La "profezia" di Valentino Rossi
Il primo ad accorgersi che qualcosa stava cambiando non è stato un tecnico, ma Valentino Rossi. Già mesi fa, durante la cena della Hall of Fame a Misano, il "Dottore" aveva confidato a Lorenzo e Pedrosa una sua preoccupazione: "Il problema grande è che Pecco finisce la gomma, mentre l’anno scorso era quello che ne aveva di più alla fine". Quella che sembrava una semplice osservazione a margine si è trasformata, alla prova dei fatti, in una diagnosi precisa del momento difficile che sta attraversando la Ducati numero 1.
Analisi tecnica: l'anteriore che non aiuta
Perché la GP26 distrugge il posteriore? La spiegazione emersa dal box Ducati punta il dito sul bilanciamento complessivo della moto. La nuova Desmosedici sembra aver perso terreno in frenata e inserimento rispetto alla concorrenza, in particolare Aprilia e KTM.
Non riuscendo a rallentare con la necessaria efficacia sull'anteriore, la moto tende a "spingere" in curva. Per chiudere la traiettoria e far girare la moto, il pilota è costretto a usare eccessivamente il posteriore per generare rotazione.
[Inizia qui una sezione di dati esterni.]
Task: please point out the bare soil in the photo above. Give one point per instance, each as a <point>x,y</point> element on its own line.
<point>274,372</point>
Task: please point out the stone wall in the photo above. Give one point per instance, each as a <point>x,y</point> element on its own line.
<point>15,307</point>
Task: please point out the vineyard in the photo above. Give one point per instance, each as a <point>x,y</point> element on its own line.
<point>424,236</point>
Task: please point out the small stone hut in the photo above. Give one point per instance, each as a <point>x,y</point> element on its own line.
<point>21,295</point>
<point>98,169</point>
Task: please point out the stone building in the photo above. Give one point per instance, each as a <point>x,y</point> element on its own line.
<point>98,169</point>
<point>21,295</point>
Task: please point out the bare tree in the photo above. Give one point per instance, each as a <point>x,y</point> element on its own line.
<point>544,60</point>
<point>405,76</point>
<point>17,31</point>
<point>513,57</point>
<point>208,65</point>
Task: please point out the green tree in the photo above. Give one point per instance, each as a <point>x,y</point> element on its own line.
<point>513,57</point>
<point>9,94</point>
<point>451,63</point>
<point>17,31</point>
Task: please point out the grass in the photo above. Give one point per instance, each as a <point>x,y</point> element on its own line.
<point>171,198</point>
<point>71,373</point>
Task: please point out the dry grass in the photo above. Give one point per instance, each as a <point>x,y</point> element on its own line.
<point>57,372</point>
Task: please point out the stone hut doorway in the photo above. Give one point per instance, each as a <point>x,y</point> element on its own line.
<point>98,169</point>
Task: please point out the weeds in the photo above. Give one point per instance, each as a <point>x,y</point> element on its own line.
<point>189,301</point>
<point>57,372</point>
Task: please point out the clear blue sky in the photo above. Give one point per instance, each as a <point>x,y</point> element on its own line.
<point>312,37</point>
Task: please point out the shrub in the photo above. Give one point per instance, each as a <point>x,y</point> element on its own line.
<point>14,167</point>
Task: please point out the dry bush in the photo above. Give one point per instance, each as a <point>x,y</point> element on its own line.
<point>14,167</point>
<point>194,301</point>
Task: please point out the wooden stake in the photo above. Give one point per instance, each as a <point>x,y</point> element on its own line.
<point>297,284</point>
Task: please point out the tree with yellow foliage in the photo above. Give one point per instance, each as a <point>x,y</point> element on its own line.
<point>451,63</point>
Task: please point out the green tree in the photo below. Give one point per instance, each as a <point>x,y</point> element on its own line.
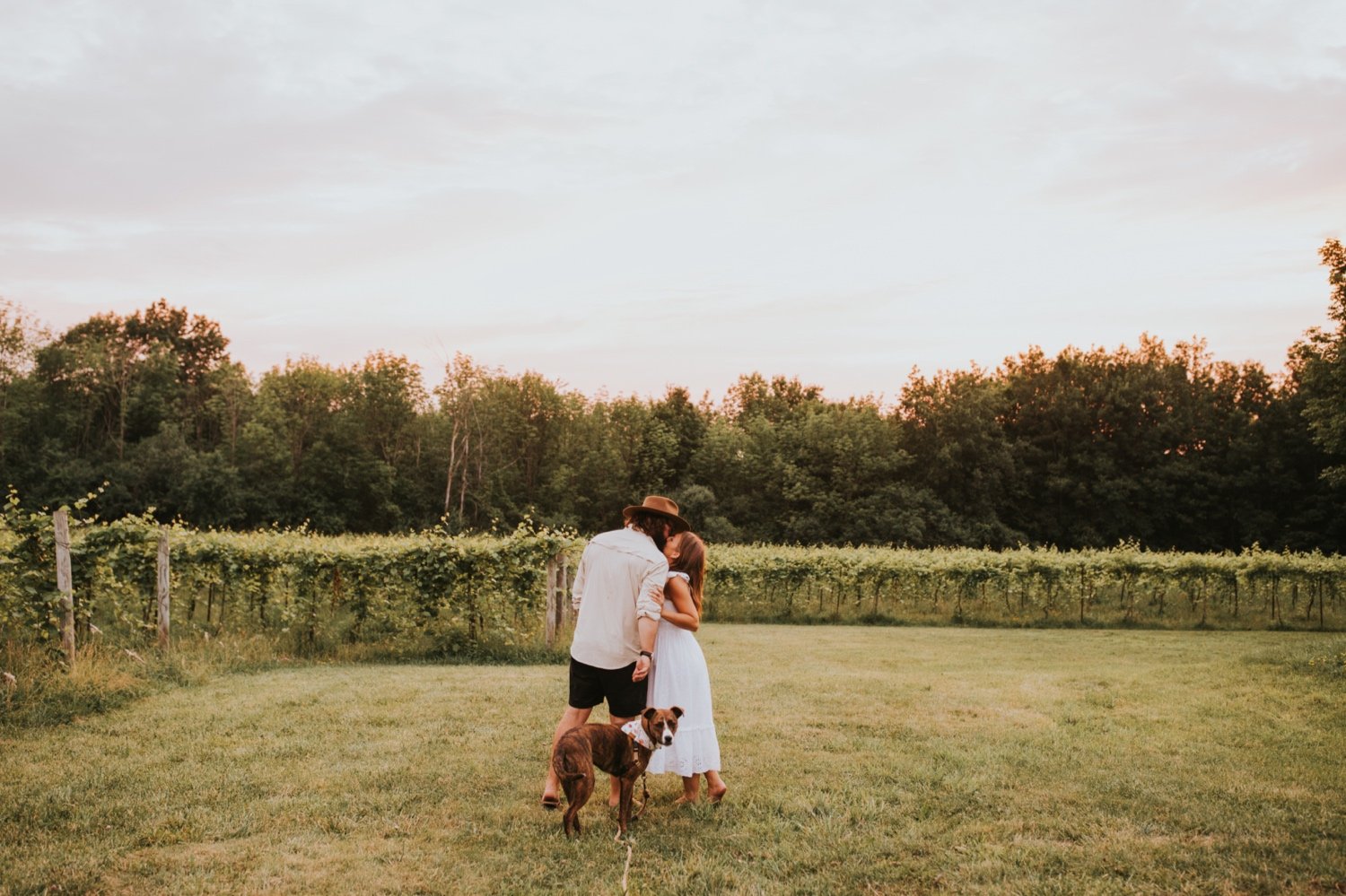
<point>1321,362</point>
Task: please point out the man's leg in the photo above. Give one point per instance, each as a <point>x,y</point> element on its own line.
<point>570,718</point>
<point>614,796</point>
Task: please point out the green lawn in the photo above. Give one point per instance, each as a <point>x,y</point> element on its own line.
<point>861,761</point>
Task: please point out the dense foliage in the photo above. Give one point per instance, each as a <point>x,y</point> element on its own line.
<point>433,594</point>
<point>1159,446</point>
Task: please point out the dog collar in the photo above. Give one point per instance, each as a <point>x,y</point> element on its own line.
<point>637,734</point>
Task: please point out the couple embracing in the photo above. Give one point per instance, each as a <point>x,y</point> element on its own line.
<point>638,596</point>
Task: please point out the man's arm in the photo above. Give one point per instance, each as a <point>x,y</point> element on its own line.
<point>649,603</point>
<point>649,607</point>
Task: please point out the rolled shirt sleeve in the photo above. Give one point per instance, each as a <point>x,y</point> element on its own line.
<point>648,605</point>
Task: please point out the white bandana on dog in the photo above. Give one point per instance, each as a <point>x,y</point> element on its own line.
<point>637,734</point>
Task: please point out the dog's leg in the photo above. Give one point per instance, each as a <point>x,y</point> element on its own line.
<point>583,787</point>
<point>624,807</point>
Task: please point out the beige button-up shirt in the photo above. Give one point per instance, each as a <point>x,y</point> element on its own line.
<point>621,578</point>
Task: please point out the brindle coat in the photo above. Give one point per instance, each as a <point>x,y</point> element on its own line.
<point>611,750</point>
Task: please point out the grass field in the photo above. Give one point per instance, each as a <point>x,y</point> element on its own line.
<point>861,761</point>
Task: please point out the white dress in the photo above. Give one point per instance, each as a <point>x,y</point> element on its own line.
<point>680,678</point>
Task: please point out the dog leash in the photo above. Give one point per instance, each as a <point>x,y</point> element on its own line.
<point>630,844</point>
<point>630,848</point>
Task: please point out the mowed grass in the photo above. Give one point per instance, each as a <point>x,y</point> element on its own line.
<point>861,761</point>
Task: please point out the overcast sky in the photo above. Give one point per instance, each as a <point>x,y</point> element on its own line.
<point>627,196</point>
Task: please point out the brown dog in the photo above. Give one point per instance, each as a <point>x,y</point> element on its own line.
<point>616,751</point>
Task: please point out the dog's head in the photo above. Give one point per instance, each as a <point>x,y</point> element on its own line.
<point>661,724</point>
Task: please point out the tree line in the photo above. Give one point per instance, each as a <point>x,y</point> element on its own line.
<point>1157,446</point>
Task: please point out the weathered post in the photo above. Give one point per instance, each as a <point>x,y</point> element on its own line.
<point>163,587</point>
<point>65,584</point>
<point>555,597</point>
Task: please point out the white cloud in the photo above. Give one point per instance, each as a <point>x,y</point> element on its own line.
<point>831,191</point>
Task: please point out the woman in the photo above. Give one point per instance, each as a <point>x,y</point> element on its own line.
<point>680,678</point>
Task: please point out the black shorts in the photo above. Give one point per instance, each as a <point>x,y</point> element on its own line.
<point>590,686</point>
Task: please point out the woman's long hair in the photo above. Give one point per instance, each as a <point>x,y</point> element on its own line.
<point>691,559</point>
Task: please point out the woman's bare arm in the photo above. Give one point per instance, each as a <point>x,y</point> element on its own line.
<point>678,607</point>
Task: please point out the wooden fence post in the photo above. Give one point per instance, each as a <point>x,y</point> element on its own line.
<point>163,587</point>
<point>556,580</point>
<point>65,584</point>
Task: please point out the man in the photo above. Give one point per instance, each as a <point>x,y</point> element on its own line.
<point>618,594</point>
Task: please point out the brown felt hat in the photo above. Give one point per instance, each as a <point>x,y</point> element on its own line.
<point>664,508</point>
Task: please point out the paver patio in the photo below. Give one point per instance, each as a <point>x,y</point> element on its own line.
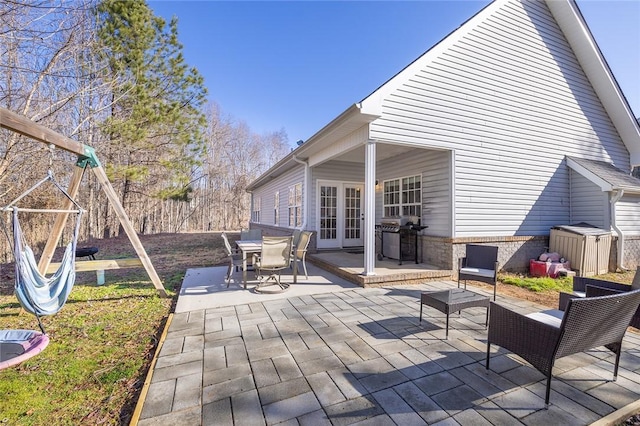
<point>361,356</point>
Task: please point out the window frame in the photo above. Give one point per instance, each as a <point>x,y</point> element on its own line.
<point>295,205</point>
<point>276,208</point>
<point>256,207</point>
<point>402,197</point>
Questo sovraccarico strutturale accelera il degrado in modo esponenziale, indipendentemente dallo stile di guida di Bagnaia. Anche Fabio Di Giannantonio, attualmente il pilota Ducati più in forma, ha confermato che l'ottimo grip posteriore della GP26 viene "abusato" per compensare le lacune in altre aree, rendendo la gestione della gara un esercizio di equilibrismo quasi impossibile.
L'impatto per il motociclista e la sfida di Jerez
Per gli appassionati e i motociclisti, il caso Ducati-Bagnaia è una lezione magistrale di dinamica del veicolo: dimostra come un problema di assetto o di stabilità anteriore possa avere ripercussioni distruttive su componenti apparentemente non collegate, come la durata della gomma posteriore. In ambito stradale, questo sottolinea l'importanza di un bilanciamento corretto delle sospensioni per non stressare inutilmente gli pneumatici.
Mentre la Michelin nega qualsiasi difetto di fabbricazione, sottolineando come il salto di qualità dei concorrenti (Aprilia su tutti) sia merito del lavoro invernale sulle moto, la Ducati guarda ora a Jerez. Il prossimo round europeo e i test successivi saranno decisivi per capire se la GP26 potrà tornare a "coccolare" le gomme o se Pecco dovrà rassegnarsi a un campionato di difesa.